Comprehensive study of 9 novel cases of TFEB ‐amplified renal cell carcinoma: an aggressive tumor with frequent PDL1 expression

First described in 2014, renal cell carcinoma (RCC) with TFEB amplification (6p21) is a rare molecular subgroup whose diagnosis is challenging. The prognosis and therapeutic implications remain unclear.We report here the clinical, histological, immunohistochemical and genetic features of 9 novel cases. The pathological and immunohistochemical features were centrally reviewed by expert uropathologists.

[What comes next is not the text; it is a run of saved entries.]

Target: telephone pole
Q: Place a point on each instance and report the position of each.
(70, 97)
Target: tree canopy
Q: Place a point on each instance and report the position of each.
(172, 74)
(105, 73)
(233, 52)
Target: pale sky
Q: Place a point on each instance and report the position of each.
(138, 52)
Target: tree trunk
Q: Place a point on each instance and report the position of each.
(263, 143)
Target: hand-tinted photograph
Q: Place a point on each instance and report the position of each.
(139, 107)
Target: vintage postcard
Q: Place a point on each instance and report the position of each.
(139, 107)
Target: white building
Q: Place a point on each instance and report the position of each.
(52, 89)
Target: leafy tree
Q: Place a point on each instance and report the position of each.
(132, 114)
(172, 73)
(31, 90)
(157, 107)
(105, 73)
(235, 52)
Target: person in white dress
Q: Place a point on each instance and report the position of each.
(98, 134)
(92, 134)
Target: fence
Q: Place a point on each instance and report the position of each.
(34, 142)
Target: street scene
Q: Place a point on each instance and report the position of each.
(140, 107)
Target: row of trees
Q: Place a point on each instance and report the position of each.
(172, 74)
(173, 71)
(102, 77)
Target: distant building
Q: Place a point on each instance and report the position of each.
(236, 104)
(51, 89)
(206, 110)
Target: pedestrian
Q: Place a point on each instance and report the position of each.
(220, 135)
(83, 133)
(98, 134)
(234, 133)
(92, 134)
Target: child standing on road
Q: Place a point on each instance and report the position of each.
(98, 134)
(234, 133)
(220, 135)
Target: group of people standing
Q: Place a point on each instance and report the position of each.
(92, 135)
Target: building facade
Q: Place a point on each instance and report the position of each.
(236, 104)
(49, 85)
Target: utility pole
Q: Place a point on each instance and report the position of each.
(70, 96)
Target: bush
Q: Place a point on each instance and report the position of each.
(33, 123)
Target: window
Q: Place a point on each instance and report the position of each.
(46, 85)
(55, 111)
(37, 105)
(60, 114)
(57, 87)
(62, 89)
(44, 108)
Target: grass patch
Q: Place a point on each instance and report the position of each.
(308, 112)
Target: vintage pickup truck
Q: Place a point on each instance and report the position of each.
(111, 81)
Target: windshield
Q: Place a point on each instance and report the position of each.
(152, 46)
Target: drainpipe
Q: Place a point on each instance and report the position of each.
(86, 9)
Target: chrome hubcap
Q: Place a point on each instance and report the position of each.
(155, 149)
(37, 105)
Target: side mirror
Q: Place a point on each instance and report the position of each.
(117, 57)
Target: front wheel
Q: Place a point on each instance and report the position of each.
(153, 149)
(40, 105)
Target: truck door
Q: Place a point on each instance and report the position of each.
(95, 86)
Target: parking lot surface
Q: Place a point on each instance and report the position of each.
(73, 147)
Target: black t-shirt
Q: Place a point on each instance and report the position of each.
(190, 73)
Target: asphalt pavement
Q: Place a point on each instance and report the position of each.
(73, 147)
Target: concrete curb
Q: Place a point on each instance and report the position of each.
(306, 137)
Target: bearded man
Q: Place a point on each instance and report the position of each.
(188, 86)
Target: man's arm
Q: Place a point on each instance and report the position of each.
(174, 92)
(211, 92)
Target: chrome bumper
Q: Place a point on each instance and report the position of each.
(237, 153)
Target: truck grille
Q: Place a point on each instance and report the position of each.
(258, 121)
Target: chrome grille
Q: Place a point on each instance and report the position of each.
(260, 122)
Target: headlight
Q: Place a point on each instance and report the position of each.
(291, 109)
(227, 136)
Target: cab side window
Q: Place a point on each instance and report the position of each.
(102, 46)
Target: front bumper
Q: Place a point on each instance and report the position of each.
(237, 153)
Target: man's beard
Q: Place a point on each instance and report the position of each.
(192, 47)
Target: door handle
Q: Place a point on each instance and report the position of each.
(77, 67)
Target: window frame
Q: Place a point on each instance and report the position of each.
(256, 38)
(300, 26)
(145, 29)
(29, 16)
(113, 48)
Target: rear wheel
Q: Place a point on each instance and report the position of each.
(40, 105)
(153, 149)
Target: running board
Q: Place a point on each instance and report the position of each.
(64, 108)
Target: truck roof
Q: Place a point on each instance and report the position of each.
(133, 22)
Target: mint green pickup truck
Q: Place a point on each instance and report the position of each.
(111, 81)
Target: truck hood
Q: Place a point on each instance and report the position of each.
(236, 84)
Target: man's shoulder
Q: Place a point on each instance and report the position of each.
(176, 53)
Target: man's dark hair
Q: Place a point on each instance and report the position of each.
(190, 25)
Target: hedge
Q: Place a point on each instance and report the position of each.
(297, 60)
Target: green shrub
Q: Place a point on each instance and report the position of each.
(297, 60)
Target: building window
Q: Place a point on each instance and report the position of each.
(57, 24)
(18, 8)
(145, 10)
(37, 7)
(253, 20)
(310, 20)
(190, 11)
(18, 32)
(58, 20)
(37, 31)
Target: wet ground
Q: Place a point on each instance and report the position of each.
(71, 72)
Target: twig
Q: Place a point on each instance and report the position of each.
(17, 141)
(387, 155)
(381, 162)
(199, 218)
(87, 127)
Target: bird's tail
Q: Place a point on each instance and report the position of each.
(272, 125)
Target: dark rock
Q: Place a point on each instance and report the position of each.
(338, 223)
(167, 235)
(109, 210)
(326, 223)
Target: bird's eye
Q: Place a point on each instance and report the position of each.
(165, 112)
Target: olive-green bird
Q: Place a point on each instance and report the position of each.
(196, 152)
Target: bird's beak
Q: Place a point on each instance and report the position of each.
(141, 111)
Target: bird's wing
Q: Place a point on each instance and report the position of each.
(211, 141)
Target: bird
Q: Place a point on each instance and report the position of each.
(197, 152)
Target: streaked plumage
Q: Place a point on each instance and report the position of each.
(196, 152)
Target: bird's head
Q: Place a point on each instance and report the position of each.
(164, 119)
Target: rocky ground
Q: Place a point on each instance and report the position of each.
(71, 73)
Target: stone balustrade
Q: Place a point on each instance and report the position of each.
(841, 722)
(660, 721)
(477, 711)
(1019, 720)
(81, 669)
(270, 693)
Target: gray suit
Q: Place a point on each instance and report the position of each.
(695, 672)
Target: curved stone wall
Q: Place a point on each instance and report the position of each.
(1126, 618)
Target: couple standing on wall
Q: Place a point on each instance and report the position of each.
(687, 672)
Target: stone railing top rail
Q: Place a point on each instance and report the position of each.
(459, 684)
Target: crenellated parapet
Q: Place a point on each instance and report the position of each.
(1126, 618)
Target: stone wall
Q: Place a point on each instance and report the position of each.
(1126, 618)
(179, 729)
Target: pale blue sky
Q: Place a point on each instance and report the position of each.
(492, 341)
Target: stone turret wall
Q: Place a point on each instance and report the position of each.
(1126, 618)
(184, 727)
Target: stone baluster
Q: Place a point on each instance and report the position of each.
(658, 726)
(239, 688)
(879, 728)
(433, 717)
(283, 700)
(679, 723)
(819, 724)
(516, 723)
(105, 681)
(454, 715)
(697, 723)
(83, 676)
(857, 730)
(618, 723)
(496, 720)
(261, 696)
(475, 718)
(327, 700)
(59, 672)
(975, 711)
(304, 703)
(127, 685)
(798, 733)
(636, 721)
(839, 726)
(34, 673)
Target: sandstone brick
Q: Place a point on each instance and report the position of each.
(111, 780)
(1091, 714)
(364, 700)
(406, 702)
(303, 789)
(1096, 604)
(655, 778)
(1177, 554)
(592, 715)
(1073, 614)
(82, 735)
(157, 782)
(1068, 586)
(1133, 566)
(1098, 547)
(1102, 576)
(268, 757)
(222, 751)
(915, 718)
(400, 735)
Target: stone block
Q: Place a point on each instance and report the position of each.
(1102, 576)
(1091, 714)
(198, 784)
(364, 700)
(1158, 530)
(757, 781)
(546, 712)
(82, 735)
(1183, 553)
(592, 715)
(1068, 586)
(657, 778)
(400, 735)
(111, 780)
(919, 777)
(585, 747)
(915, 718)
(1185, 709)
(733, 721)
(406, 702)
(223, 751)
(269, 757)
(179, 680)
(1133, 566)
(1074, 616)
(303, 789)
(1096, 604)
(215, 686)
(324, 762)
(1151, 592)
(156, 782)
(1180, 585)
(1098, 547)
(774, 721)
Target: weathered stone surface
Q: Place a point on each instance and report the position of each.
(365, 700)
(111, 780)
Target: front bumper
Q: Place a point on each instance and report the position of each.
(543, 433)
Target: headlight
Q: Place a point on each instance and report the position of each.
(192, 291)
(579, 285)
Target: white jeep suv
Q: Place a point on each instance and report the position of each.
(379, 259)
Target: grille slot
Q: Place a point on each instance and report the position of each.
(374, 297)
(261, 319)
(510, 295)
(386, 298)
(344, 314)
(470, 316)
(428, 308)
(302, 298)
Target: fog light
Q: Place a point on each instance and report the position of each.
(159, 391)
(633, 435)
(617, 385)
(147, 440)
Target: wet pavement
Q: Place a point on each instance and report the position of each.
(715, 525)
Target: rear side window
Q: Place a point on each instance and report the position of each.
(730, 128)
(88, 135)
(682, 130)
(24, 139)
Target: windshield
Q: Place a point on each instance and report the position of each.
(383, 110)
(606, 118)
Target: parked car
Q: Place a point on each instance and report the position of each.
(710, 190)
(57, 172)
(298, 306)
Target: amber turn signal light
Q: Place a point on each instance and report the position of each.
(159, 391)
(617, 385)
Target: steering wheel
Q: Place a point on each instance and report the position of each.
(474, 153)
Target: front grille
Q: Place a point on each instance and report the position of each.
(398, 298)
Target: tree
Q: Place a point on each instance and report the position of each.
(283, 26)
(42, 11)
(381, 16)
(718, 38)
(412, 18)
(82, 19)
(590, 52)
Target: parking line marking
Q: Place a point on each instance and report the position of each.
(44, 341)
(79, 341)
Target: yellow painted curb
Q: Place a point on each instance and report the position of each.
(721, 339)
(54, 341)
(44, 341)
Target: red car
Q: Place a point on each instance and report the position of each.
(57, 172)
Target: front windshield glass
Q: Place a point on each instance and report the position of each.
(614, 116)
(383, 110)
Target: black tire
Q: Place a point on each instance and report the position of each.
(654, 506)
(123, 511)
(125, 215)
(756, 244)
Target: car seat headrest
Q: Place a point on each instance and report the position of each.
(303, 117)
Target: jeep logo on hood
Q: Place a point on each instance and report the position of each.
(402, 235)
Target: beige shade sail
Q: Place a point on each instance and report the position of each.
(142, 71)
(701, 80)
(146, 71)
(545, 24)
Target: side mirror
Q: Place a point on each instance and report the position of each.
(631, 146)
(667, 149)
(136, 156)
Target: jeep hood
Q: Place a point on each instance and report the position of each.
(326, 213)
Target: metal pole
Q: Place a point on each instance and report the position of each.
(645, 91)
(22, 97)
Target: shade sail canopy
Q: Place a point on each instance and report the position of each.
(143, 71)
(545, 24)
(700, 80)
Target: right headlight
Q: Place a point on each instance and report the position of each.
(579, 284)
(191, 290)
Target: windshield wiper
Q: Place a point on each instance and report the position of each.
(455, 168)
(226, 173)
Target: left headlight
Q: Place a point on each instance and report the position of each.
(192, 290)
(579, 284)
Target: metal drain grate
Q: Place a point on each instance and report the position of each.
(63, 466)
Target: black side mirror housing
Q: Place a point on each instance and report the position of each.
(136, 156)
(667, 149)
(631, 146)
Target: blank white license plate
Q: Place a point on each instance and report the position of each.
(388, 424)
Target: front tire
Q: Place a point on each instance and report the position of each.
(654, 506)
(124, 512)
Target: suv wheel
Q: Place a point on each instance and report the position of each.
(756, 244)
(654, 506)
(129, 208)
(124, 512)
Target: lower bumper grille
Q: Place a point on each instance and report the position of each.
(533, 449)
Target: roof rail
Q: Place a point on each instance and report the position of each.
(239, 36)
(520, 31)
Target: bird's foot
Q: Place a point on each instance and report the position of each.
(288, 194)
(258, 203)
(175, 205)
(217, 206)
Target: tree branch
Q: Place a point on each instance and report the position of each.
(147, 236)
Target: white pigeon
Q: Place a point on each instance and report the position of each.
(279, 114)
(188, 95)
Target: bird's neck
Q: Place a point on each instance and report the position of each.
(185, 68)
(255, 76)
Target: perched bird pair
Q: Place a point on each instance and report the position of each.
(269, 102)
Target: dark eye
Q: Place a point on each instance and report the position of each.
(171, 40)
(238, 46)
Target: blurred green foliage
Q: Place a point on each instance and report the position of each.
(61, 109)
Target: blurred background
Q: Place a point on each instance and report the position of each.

Fluorescence in situ hybridization (FISH) confirmed the diagnosis and comparative genomic hybridization (CGH) was performed to determine quantitative genomic alterations. We also performed an exhaustive review of the literature and compiled our data.TFEB-amplified RCC were locally advanced with initial lymph node involvement in one case and liver metastasis in another case. They were high-grade eosinophilic tumors with papillary/pseudopapillary architecture, frequent positivity for melanocytic markers and frequent PDL1 expression. FISH demonstrated high-level TFEB amplification in 6 cases. One case showed concomitant TFEB translocation. CGH analysis identified complex alterations with frequent losses of 1p, 2q, 3p, 6p, and frequent 6p and 8q gains. VEGFA co-amplification was identified in all cases with a lower level than TFEB. The prognosis was poor with five patients having lymph node or distant metastases.TFEB-amplified RCC is a rare molecular subgroup with variable morphology whose diagnosis is confirmed by FISH analysis. The complex alterations identified by CGH are consistent with an aggressive clinical behavior. The co-amplification of VEGFA and the expression of PDL1 could suggest a potential benefit from antiangiogenics and targeted immunotherapy in combination for these aggressive tumors.